El sueño de mi vida nunca fue hacerme traductor. Desde que recuerdo, anhelaba convertirme en médico. Una noche, en el hospital de San Antonio de los Baños (andaba entonces por mis dieciocho años y me entrenaba en el cuerpo de guardia, pues había sido nombrado sanitario en mi unidad militar), presencié un acto de magia y poesía que me marcó para siempre: Asistí, como auxiliar, a un parto.
Una enfermera (joven, bonita, toda de blanco en su impecable uniforme recién lavado, almidonado, planchado, cofia incluida) colocaba en la cama obstétrica a la parturienta (también joven y bonita, aunque ya por su quinto parto); de repente, mientras le acomodaba las extremidades inferiores, un potente chorro salió de entre las piernas de la muchacha y bañó de arriba abajo el impecable uniforme…, ¡cofia incluida!
Tal vez no haya ocurrido exactamente así, pero así se grabó la escena en mi memoria.
Esa noche me juré que sería médico obstetra.
Pero no lo soy. Razones muy diversas, y que no vale la pena enumerar aquí, impidieron que cumpliera mi sueño y mi promesa, por más que durante años me esforcé y luché por ello.
Mi relación con la poesía
Además de médico, pensaba ser un gran poeta (alguna pizca de poeta debía de esconder en su interior quien era capaz de ver poesía en lo sucedido aquella noche); gracias a ello, cuando en 1969 me llegó la posibilidad de elegir carrera, no me resultó demasiado traumático echar mi sueño a un lado y matricular en la antigua Escuela de Artes y Letras de la entonces llamada Facultad de Humanidades.

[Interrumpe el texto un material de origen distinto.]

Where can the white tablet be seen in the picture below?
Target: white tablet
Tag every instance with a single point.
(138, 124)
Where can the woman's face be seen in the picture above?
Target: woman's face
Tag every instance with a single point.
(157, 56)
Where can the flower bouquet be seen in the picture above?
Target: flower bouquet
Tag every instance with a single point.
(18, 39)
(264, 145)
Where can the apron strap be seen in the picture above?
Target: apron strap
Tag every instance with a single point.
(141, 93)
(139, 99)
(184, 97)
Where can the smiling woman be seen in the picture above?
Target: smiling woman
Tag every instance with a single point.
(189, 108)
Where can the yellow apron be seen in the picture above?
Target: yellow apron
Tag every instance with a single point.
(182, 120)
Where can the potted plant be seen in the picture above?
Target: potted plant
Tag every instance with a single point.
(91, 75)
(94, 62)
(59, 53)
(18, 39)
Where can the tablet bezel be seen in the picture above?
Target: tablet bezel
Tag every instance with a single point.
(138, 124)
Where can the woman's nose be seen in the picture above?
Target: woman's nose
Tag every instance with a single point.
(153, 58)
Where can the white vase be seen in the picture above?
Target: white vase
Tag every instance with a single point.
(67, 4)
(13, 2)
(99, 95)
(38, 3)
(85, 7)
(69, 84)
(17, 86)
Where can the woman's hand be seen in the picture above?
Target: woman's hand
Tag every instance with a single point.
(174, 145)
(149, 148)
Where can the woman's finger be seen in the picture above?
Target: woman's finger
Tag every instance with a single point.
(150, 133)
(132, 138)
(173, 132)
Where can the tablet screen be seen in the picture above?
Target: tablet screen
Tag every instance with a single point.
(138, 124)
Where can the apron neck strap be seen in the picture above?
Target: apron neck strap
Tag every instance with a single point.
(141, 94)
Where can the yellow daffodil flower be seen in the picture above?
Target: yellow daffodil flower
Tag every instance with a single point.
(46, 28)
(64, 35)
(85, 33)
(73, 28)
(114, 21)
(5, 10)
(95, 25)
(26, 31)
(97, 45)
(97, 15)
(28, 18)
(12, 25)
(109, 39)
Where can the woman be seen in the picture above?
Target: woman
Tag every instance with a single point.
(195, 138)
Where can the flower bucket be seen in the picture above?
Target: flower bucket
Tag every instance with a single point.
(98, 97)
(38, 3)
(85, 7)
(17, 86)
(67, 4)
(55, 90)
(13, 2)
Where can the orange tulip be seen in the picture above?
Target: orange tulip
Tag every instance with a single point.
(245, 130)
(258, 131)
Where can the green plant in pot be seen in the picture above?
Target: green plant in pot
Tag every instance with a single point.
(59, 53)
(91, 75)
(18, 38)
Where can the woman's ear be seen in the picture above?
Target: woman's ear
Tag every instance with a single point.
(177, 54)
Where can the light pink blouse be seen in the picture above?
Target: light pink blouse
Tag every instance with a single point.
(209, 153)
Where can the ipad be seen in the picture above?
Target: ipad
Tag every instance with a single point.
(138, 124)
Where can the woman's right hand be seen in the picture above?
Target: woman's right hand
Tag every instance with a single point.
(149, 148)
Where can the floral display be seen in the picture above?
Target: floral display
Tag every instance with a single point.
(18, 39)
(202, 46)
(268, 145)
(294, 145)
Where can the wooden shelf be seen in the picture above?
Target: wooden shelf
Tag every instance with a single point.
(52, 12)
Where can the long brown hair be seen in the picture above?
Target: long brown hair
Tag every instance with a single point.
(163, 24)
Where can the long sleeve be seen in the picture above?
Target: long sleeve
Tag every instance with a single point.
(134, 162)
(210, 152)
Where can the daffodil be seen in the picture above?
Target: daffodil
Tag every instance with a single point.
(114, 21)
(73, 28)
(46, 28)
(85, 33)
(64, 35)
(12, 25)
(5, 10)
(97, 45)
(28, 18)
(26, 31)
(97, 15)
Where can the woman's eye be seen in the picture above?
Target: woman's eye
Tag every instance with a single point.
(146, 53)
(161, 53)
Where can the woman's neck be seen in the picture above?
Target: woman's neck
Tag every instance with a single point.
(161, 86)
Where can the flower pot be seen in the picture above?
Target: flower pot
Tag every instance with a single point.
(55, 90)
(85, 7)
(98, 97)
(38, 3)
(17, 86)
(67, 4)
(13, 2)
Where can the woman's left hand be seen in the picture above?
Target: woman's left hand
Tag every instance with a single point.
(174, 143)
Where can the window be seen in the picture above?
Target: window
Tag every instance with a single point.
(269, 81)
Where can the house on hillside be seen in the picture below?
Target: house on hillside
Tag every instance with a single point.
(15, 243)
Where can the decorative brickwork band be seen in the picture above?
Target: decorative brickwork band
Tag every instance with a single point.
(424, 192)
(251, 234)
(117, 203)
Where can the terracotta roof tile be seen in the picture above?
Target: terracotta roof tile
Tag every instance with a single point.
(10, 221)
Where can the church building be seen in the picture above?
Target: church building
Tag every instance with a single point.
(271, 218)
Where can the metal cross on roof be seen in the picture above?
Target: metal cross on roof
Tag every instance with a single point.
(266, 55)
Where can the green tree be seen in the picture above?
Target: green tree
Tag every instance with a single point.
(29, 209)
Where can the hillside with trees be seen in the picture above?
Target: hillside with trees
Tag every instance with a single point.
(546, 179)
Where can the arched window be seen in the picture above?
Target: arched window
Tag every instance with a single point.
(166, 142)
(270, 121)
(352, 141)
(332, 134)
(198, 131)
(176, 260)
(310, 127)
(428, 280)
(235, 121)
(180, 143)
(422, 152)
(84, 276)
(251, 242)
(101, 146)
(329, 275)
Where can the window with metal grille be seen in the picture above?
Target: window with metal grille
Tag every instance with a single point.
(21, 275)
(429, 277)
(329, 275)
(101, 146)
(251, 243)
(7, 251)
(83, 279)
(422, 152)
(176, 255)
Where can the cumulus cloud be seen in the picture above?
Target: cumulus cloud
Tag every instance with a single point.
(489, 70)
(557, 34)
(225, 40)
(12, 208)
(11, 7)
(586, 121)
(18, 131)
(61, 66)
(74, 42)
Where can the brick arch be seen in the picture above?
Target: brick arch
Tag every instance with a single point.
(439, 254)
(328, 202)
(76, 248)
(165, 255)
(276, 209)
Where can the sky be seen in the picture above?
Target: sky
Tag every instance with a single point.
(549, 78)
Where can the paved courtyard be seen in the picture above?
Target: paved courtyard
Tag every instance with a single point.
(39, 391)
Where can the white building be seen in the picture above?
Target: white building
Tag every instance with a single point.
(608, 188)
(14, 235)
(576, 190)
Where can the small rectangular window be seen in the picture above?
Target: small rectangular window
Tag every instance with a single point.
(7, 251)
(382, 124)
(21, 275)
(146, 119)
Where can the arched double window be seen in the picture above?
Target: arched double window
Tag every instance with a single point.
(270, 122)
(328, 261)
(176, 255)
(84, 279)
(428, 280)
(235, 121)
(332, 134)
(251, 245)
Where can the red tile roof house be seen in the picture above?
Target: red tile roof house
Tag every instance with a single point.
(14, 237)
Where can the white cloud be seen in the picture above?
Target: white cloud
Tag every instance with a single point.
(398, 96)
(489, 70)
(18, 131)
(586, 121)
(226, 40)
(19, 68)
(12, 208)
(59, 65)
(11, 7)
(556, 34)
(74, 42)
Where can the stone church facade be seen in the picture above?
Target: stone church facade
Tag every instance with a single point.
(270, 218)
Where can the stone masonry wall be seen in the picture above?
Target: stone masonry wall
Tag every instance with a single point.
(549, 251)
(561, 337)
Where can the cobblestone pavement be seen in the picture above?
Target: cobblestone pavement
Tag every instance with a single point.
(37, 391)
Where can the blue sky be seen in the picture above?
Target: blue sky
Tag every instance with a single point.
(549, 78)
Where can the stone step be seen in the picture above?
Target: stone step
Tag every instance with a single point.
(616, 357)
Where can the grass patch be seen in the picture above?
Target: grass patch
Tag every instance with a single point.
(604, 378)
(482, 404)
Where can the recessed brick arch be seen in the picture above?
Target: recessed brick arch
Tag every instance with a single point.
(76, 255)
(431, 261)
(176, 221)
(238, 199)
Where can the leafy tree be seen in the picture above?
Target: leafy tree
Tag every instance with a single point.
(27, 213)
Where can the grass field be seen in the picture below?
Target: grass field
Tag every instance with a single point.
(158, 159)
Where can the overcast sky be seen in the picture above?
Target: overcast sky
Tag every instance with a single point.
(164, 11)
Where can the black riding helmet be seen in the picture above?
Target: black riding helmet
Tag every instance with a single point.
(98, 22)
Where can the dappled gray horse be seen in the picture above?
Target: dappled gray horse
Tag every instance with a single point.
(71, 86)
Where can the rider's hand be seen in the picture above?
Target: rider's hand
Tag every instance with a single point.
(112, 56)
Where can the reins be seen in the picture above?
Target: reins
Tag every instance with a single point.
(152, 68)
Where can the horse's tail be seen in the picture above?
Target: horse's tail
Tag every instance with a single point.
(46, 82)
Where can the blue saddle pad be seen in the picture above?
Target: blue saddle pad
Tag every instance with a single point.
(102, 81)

Tampoco era cierto que pudiera elegir: Por esa fecha yo no era bachiller (sigo sin serlo, la verdad sea dicha); es decir: No tenía derecho a entrar en la carrera de Medicina. Con veintidós años, resultaba impensable para mí esperar ocho más para obtener el título anhelado…, suponiendo que fuera admitido. En Artes y Letras podía matricular si aprobaba un examen de ingreso. Resultado: Cuba perdió un médico enamorado de la profesión.

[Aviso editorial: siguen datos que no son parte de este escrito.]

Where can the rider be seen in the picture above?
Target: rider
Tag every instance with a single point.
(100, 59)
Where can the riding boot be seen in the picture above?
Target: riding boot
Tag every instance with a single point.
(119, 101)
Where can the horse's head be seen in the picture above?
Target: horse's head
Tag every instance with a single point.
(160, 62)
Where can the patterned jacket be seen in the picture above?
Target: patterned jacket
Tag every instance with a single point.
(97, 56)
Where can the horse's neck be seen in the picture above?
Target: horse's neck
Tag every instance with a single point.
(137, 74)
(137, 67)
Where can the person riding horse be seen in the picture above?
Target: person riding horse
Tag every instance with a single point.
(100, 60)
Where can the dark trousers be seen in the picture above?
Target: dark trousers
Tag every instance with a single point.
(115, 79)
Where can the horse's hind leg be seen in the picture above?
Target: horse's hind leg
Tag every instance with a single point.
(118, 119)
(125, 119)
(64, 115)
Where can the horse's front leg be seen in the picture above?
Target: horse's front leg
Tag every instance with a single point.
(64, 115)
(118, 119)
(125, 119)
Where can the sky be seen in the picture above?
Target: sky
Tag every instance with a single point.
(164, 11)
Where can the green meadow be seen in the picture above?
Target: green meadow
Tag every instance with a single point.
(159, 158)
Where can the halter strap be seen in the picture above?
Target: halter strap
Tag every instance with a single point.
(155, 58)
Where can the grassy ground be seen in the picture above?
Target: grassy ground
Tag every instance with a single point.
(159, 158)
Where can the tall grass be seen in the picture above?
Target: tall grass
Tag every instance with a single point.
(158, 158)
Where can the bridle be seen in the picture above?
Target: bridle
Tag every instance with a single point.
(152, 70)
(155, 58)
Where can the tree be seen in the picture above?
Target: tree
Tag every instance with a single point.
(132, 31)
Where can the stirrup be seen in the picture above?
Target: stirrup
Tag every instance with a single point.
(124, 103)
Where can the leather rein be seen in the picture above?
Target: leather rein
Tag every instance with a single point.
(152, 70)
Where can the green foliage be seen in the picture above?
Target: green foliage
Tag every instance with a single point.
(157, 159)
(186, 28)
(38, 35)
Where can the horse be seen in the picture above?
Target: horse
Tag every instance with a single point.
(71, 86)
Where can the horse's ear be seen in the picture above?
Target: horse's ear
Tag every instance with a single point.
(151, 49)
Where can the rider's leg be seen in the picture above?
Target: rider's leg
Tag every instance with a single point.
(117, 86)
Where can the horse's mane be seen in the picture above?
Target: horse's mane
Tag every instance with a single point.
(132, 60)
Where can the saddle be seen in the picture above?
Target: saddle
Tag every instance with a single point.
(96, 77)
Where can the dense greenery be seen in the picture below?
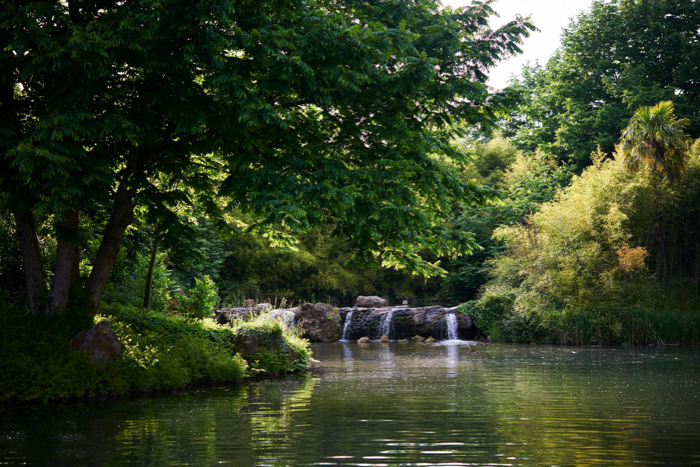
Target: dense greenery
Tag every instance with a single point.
(160, 352)
(298, 113)
(160, 159)
(581, 270)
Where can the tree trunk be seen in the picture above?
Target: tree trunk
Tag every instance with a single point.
(122, 216)
(31, 260)
(64, 277)
(149, 276)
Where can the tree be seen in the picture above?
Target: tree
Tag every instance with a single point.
(302, 112)
(655, 137)
(621, 55)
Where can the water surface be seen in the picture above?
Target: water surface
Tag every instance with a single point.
(394, 405)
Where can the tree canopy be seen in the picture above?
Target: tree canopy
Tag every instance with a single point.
(302, 112)
(621, 55)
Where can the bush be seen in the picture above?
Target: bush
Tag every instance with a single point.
(576, 271)
(200, 300)
(159, 351)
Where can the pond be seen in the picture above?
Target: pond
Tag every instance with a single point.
(394, 405)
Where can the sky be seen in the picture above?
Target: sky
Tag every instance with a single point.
(550, 16)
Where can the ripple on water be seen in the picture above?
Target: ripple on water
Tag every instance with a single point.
(411, 404)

Y no ganó un poeta, ni grande ni chico, dígase de pasada (lo cual acaso sea de agradecer, visto lo generosa que es nuestra tierra en producir poetas…, incluso buenos), pues los cientos de páginas, dizque poemas, emborronadas a lo largo de décadas duermen un eterno y muy merecido descanso, escondidas hasta de su propio autor, quien solo se ha atrevido a exponer unos pocos a los lectores, si bien disimulados en la jungla de palabras de algunas novelas (por ejemplo, en Estocolmo, de la editorial D’ McPherson, 2019).
Mi amor por la medicina
Novia despreciada, quién sabe si por despecho, la medicina no perdió oportunidad, siempre que pudo, de recordarme sus encantos, «Mira la maravilla que has perdido», parecía susurrarme, provocativa. O acaso (se me ocurre pensarlo mientras escribo estas líneas) apenas procuraba estimularme indicando un nuevo rumbo para mi vida.

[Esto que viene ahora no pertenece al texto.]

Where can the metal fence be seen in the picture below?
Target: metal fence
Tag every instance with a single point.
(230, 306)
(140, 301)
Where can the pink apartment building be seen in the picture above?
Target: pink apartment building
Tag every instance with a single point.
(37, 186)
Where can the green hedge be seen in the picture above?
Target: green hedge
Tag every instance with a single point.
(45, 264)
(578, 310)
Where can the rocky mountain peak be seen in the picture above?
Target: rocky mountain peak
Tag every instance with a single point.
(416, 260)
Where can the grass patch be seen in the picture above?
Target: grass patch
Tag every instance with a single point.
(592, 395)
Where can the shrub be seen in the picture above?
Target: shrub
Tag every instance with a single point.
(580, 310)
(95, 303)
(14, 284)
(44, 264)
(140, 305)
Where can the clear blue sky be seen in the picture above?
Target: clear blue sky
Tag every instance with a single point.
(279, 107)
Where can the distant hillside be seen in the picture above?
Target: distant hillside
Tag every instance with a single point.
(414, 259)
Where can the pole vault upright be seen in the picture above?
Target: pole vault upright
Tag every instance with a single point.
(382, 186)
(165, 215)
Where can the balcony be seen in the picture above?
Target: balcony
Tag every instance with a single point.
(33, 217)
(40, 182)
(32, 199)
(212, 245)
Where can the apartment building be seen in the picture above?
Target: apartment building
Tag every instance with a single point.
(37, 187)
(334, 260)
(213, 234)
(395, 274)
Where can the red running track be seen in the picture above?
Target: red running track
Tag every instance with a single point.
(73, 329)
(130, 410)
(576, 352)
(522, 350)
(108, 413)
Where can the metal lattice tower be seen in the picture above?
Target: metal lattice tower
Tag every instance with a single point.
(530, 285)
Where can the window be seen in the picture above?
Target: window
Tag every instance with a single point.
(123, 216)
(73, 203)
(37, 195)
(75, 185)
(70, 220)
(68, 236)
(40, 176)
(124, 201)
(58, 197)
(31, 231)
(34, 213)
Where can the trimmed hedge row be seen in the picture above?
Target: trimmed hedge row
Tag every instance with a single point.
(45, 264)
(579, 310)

¿Suena cursi? Seguramente.
Pero es la realidad: La medicina y yo hemos mantenido una singular afinidad que me ha impedido alejarme del todo de ella, lo cual se evidencia en que al menos tres de mis obras más importantes guardan relación, directa o indirecta, con la especialidad. Y dos de las tres profesiones principales en que me he desenvuelto también han conocido su influencia. (Me refiero a la lingüística y la traducción, desde luego; la narrativa es harina de otro costal, aunque no escapa del todo al influjo).
La más importante señal de que la medicina no me permitiría alejarme del todo se evidenció al graduarme de licenciado en Lengua y Literaturas Hispánicas: Recomendado para la cátedra de Gramática, no fui aceptado, y me asignaron otra opción profesional. Tenía derecho a reclamar alguna plaza en el Instituto Cubano del Libro, pues estudiaba bajo licencia laboral (desmovilizado de las Fuerzas Armadas, había pasado a ocupar un imprescindible puesto en una imprenta…, auxiliar general de producción), pero no lo hice, y me presenté donde me indicaron: Centro Nacional de Información de Ciencias Médicas, edificio Soto, 23 y N, Vedado…
Fue como cuando a Aureliano Buendía lo llevaron a conocer el hielo, pero mucho más impactante. Sobre todo, más trascendente; pronto vendría a saberlo.
Me encontré con mi futuro (otra frasecita cursi, qué le vamos a hacer).